Le Tribunal de l'Union européenne s'est prononcé sur quatre demandes d'indemnisation, infligées en raison du dépassement du délai raisonnable par le Tribunal lui-même, dans le cadre du traitement de quatre recours contre des décisions d'amendes dans des affaires d'ententes. Trois entreprises se sont vues accorder une indemnité modeste, la quatrième demande ayant été rejetée.

Les quatre affaires se sont déroulées de façon similaire: les entreprises ont été sanctionnées par la Commission européenne en 2005 et 2006, respectivement, en raison de leur participation à une entente. Elles ont par la suite introduit un recours auprès du Tribunal de l'Union européenne. Le Tribunal ne s'est prononcé qu'en 2011, c'est-à-dire pas moins de cinq ans et neuf mois (dans le cas Kendrion, Gascogne et ASPLA) et quatre ans et trois mois (dans le cas Aalberts) après le lancement des procédures respectives. Ces entreprises ont toutes formé un recours à l'encontre de ces jugements auprès de la Cour de justice, qui s'est prononcée à la fin de l'année 2013.

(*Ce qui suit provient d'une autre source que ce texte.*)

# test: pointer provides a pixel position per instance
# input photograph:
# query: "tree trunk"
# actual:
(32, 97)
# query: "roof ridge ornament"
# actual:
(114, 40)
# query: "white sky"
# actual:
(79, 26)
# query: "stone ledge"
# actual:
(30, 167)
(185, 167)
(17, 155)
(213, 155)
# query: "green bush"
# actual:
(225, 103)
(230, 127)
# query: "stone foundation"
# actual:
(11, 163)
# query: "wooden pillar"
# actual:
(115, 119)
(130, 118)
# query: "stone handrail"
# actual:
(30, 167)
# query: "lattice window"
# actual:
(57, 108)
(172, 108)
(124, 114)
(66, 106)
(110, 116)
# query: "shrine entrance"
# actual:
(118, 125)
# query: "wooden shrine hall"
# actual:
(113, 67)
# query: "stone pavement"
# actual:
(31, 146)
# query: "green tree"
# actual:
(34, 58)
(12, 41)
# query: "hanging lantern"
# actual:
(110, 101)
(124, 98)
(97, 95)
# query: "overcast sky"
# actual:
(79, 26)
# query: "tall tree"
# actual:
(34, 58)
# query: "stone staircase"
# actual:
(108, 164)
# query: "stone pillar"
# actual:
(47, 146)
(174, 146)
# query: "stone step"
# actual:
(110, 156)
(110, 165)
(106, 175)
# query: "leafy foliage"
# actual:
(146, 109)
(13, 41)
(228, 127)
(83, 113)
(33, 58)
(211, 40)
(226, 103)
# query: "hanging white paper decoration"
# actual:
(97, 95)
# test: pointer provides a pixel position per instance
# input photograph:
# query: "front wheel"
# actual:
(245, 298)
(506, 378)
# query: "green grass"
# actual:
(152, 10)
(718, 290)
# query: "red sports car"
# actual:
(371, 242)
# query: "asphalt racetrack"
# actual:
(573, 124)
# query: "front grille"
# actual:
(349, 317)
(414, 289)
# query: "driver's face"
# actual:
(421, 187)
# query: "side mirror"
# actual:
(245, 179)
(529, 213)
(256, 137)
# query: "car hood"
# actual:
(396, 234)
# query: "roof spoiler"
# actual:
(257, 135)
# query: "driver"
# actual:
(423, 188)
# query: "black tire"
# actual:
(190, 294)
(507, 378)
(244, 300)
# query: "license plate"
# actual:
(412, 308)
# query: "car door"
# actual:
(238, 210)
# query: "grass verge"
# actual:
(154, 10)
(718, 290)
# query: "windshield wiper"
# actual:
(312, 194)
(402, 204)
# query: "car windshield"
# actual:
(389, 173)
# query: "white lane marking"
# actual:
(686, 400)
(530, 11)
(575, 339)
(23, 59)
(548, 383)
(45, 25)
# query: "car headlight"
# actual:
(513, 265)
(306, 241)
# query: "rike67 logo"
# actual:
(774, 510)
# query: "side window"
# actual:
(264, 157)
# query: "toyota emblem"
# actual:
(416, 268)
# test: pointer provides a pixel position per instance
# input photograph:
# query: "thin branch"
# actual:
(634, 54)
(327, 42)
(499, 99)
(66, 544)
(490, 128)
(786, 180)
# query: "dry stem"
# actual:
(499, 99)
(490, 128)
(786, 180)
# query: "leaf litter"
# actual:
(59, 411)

Devant la Cour de justice, Kendrion et Gascogne ont fait valoir que le Tribunal avait dépassé le délai raisonnable dans le traitement de leur recours, et que l'amende qui leur avait été infligée devait dès lors être annulée ou réduite. Un arrêt ancien semblait confirmer cette approche. La Cour, renvoyant à un arrêt plus récent, a cependant jugé que le dépassement du délai raisonnable peut être réparé en formant une demande en réparation du préjudice non contractuel contre l'Union européenne, devant le Tribunal (dans une formation différente de celle ayant eu à connaître de la procédure au fond). Kendrion, Gascogne, ASPLA, ainsi que Aalberts ont introduit une action en réparation.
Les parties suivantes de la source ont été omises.